J. Sheridan Le Fanu's The Sexton's Adventure: A Detailed Summary and Literary Analysis

 “Ghost Stories of Chapelizod” is one of several small cameo collections of ghost legends that Le Fanu published during his life. The stories are typically dressed up versions of genuine Irish lore, all of which are polished in a particularly Lefanuvian manner – that crepuscular, twilit queasiness that have made “The Familiar,” “Schalken the Painter,” and “Green Tea” famous. The following excerpt from that collection effortlessly reminds one of “The Drunkard’s Dream,” yet with a far different ending, and – as befits a good campfire ghost story – no supernatural ambiguity to speak of: this is a straightforward tale of a man who is stalked by a ghost who wants to drag him back to hell with him.
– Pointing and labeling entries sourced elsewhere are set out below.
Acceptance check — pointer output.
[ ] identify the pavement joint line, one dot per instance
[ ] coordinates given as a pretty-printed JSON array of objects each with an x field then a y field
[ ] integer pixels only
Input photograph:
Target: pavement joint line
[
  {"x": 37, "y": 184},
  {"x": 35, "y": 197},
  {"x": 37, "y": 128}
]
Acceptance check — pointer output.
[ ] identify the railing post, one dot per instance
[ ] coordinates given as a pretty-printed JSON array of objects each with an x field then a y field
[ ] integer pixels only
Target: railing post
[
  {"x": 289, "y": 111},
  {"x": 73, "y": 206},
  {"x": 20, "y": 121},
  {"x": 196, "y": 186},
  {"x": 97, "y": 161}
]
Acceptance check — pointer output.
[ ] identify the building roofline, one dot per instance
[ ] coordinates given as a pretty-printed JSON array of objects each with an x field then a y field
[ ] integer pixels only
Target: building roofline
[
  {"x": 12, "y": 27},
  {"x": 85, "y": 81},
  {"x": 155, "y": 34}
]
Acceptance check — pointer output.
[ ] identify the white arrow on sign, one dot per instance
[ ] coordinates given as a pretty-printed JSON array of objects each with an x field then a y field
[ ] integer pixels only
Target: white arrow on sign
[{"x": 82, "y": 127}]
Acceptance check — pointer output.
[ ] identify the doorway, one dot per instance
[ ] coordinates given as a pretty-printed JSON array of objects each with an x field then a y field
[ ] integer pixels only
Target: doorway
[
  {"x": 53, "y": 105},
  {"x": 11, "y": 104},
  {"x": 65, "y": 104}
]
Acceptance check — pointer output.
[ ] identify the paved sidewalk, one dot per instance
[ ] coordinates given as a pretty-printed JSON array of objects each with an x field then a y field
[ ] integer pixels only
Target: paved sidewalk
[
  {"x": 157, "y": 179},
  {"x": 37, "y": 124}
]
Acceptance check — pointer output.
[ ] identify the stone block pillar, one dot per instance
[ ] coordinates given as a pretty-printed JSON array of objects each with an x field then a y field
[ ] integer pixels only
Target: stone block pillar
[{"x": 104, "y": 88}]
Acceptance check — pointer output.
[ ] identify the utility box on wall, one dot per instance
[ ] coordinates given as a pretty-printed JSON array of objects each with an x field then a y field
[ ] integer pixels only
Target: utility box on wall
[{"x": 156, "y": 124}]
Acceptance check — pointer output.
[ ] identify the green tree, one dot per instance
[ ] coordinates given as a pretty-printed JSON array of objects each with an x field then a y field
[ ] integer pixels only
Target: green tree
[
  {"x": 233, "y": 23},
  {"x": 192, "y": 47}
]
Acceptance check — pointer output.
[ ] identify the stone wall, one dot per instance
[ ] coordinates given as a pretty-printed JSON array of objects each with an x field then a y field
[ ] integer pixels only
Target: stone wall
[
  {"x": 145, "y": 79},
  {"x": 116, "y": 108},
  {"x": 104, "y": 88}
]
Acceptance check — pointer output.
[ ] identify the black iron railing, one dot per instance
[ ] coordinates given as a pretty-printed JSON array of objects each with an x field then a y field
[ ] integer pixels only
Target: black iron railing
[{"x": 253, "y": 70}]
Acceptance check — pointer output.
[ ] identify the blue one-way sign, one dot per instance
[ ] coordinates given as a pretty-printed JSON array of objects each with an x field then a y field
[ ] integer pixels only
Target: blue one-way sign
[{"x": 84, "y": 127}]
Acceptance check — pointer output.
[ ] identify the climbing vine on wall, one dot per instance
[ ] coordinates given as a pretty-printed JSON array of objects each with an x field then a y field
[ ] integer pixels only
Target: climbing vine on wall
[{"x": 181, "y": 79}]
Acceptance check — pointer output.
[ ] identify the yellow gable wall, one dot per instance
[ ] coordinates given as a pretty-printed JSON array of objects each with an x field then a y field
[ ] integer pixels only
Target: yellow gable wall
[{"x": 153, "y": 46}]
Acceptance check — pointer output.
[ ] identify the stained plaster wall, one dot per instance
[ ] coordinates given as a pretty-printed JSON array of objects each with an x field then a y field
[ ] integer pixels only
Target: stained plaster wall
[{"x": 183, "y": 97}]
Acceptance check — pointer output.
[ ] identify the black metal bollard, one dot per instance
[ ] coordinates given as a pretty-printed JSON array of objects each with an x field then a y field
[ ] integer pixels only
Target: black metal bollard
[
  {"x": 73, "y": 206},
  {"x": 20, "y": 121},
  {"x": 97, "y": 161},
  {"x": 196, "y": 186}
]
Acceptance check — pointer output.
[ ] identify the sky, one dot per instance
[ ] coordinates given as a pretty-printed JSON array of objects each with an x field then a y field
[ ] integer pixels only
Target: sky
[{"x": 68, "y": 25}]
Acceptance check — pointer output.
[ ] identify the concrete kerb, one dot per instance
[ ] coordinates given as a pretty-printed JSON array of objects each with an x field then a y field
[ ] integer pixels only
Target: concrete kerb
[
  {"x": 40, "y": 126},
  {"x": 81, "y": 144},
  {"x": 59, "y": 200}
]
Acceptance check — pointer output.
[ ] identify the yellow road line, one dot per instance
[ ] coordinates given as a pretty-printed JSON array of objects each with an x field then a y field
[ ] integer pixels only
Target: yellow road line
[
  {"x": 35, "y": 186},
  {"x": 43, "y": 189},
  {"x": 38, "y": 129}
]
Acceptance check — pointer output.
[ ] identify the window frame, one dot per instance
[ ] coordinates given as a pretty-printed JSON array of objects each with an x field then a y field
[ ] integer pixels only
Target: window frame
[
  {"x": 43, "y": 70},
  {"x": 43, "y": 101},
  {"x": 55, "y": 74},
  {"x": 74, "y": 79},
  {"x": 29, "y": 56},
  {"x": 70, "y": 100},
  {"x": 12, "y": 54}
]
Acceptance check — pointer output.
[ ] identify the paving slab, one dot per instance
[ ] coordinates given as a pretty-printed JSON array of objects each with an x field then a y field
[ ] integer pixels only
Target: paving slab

“The Sexton’s Adventure” was coupled with two other tales: “The Village Bully,” and “The Spectre Lovers.” The first describes a brawling thug who humiliates a young whelp in a fist-fight; the lad dies soon after, and – as a ghost – gives the bully a paralyzing stroke with one touch. “The Spectre Lovers” tells of a boy who witnesses a phantom regiment from the 18th century, and later watches the ghosts of one of its officers honoring a rendezvous with the woman he impregnated and whose baby he may have killed. Both of these are splendid campfire stories, but they don’t quite have the heft or horror of this chilly tale.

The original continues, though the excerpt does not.